Database backups. That should be something you don’t even think about. Make sure you back up your database hourly, by the minute, whatever—before you even get going.
Certain types of tooling or process. Like, if you’re using GitHub, make sure you require pull requests and code reviews.
I’d say the most important strategy for paying down technical debt is to make decisions early on that minimize how much you end up accruing.
That being said, I like to think of—I hate the term technical debt—opportunities to improve your codebase in terms of business value. At Divvy we manage an engineering roadmap alongside our product roadmap, and every quarter we integrate the two roadmaps so we’re investing in technical improvements that will help quality or velocity or our ability to add certain pieces of functionality as we build the product.
That’s the way that we prioritize. We think, what is the business impact this is going to have?
Early on, business impact focuses on the things that are going to kill you. If we don’t do database backups, or if we don’t stop logging PII in plain text, or if we don’t refactor how we’re modeling certain parts of our data to change with the business, it’s going to become a much bigger problem.
So when we prioritize it, we think, how big of a problem is this? How much work is it going to take to fix it? What’s the urgency? What is the cost of delaying this work? Then we move that to stack rank it.
Beier: One thing I picked up is that you’re an advocate of merging features and technical components and creating visibility, so people aren’t hiding the technical work. It’s all visible to the business stakeholders.
Nicholas: Yes, and to make sure the engineers have time to focus. I think in a lot of companies they’re expected to pay down technical debt and do all of their feature work, and it becomes too much of a burden to actually make progress on technical debt. Actively prioritizing them is important, I think.
Beier: How do you surface up the technical debt? Through the team, or do you have an architect dedicated to do it—or is it a combination of both?
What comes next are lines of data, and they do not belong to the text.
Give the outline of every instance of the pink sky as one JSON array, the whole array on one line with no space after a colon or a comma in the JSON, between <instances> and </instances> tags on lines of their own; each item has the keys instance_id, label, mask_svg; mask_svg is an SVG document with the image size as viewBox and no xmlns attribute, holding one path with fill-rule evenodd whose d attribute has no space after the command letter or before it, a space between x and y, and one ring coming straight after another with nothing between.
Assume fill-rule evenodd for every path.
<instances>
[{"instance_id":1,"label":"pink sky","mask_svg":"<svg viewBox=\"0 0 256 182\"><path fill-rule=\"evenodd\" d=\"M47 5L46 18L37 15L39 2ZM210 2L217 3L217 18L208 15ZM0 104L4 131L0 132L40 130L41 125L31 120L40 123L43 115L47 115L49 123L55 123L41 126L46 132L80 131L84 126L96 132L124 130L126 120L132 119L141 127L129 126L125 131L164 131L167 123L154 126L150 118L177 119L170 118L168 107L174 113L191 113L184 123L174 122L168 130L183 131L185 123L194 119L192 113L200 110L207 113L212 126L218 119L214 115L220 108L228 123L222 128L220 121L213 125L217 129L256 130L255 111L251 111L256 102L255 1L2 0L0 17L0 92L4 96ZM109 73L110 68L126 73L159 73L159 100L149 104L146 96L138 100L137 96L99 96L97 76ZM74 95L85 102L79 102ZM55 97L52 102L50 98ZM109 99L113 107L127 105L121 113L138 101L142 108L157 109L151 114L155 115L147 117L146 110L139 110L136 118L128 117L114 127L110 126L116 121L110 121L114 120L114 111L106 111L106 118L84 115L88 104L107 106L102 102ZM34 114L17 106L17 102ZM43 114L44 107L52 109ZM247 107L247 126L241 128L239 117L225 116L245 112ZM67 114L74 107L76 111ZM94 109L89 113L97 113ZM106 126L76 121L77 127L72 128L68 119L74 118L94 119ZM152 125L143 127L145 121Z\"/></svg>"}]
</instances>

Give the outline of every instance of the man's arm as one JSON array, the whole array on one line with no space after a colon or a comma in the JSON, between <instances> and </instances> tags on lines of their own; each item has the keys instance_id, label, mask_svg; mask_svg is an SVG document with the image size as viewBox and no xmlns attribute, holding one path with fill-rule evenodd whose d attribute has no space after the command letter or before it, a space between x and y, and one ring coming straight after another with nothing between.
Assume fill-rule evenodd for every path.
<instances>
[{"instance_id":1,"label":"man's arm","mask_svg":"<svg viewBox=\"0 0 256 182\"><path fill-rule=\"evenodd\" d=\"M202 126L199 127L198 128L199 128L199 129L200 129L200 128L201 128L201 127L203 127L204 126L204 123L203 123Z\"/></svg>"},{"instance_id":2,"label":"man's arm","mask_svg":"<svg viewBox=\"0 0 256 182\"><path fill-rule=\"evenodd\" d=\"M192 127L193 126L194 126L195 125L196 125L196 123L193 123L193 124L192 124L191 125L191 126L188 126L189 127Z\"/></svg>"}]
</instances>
Nicholas: Through the team. We run quarterly road-mapping exercises where the opportunities are sourced by the engineers on the team. You end up with different levels of granularity of problems. Perhaps a more junior engineer sees an opportunity for something to improve within the portion of the code they’re working on. Whereas a more senior engineer might see a pattern that’s a problem across the entire codebase.
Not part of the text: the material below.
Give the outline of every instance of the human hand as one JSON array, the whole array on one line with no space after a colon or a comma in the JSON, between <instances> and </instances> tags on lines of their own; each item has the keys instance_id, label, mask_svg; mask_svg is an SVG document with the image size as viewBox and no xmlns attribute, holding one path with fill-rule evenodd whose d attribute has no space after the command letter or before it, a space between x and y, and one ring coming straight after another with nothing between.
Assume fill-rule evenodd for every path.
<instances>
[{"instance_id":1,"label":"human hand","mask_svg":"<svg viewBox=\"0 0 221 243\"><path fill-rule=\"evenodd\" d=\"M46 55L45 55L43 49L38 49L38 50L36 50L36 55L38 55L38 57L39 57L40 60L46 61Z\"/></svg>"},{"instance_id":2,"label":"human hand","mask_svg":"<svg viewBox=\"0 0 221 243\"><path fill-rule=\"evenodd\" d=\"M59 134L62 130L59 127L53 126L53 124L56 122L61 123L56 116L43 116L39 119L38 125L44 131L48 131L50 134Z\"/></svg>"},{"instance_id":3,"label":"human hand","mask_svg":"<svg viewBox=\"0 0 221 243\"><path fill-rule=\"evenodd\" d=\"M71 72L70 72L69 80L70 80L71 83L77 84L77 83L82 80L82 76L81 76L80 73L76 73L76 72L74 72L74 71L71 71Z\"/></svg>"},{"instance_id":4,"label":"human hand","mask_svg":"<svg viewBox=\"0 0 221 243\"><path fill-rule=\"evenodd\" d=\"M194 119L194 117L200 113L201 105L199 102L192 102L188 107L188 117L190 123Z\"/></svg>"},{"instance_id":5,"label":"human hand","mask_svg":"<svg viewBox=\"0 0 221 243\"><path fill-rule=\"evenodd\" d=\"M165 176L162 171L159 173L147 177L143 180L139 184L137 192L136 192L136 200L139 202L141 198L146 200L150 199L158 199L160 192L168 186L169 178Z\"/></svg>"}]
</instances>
We developed an asynchronous process where we sourced a list of opportunities that outlined what the problem is, what the impact to the business value is, the rough ‘t-shirt sizing’ of cost, impact, and urgency. Then we got together and walked through the entire list and adjusted the priorities and picked off the top ones on the list.
Beier: Got it. Would you do it this way in a team of three engineers, or 10 or 20 or 50? At what stage would you think it’s actually worth the more collaborative, coordinated effort?
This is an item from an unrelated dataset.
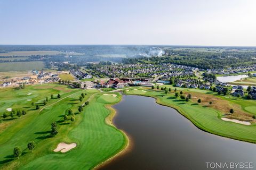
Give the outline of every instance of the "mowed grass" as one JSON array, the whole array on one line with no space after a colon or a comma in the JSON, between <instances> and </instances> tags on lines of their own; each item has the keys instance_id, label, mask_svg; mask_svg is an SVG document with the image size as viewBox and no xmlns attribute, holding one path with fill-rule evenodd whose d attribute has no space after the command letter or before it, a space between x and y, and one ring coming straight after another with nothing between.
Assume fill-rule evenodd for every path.
<instances>
[{"instance_id":1,"label":"mowed grass","mask_svg":"<svg viewBox=\"0 0 256 170\"><path fill-rule=\"evenodd\" d=\"M256 143L255 124L246 126L223 121L221 120L222 113L219 110L202 104L198 104L191 101L186 102L184 100L181 100L179 97L176 98L174 95L173 89L173 92L167 95L162 90L145 89L145 91L147 92L145 94L141 94L139 90L133 89L130 89L129 91L124 90L124 92L127 95L154 97L158 104L175 108L196 126L204 131L223 137ZM220 100L221 99L220 98Z\"/></svg>"},{"instance_id":2,"label":"mowed grass","mask_svg":"<svg viewBox=\"0 0 256 170\"><path fill-rule=\"evenodd\" d=\"M0 63L0 72L42 70L44 68L43 62L22 62Z\"/></svg>"},{"instance_id":3,"label":"mowed grass","mask_svg":"<svg viewBox=\"0 0 256 170\"><path fill-rule=\"evenodd\" d=\"M256 77L246 78L230 83L231 84L256 86Z\"/></svg>"},{"instance_id":4,"label":"mowed grass","mask_svg":"<svg viewBox=\"0 0 256 170\"><path fill-rule=\"evenodd\" d=\"M74 77L70 74L63 73L59 75L60 79L63 80L74 80Z\"/></svg>"},{"instance_id":5,"label":"mowed grass","mask_svg":"<svg viewBox=\"0 0 256 170\"><path fill-rule=\"evenodd\" d=\"M122 132L105 121L115 113L106 106L120 101L121 96L118 93L115 94L116 97L109 96L105 99L107 96L96 89L74 89L57 84L28 86L17 90L3 88L0 91L0 102L4 103L0 106L2 110L11 107L27 111L21 118L9 117L0 124L0 169L90 169L118 152L127 142ZM81 102L78 99L82 92L86 95ZM32 94L27 95L29 93ZM52 94L54 97L60 94L61 97L51 99ZM46 96L49 101L40 108L44 109L40 113L34 110L31 103L41 105ZM111 98L115 99L110 102L108 99ZM28 101L28 99L32 100ZM84 106L84 111L79 113L78 107L87 100L89 105ZM63 115L69 109L74 113L74 122L63 121ZM51 137L51 123L54 121L57 122L59 133ZM33 153L26 149L31 140L37 144ZM75 142L77 146L65 154L53 152L62 142ZM23 155L19 159L12 157L16 146L22 149Z\"/></svg>"},{"instance_id":6,"label":"mowed grass","mask_svg":"<svg viewBox=\"0 0 256 170\"><path fill-rule=\"evenodd\" d=\"M0 57L0 60L2 61L14 61L17 60L25 60L28 59L28 57L6 57L6 58L1 58Z\"/></svg>"}]
</instances>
Nicholas: I think it depends how you’re organized. At Divvy, early on, we were three engineers, each doing different parts of the codebase. Some of this technical debt prioritization was happening with the individual engineers. They’d be working on part of the code that they wrote and they’d clean up some of it.
Everyone probably remembers that moment they had their first bad regression and broke something horribly. I think we were around six or seven engineers when we started noticing patterns or systematic situations that we wanted to start addressing. That’s when we started doing a lightweight version of a roadmap. Once we hit 12 or 14 engineers we started doing this more formal process.
One good strategy is to add as much observability into your system as possible from the beginning. Sentry is a great low-cost tool to group and estimate the impact of errors in your system. There are a handful of tools like that that can help.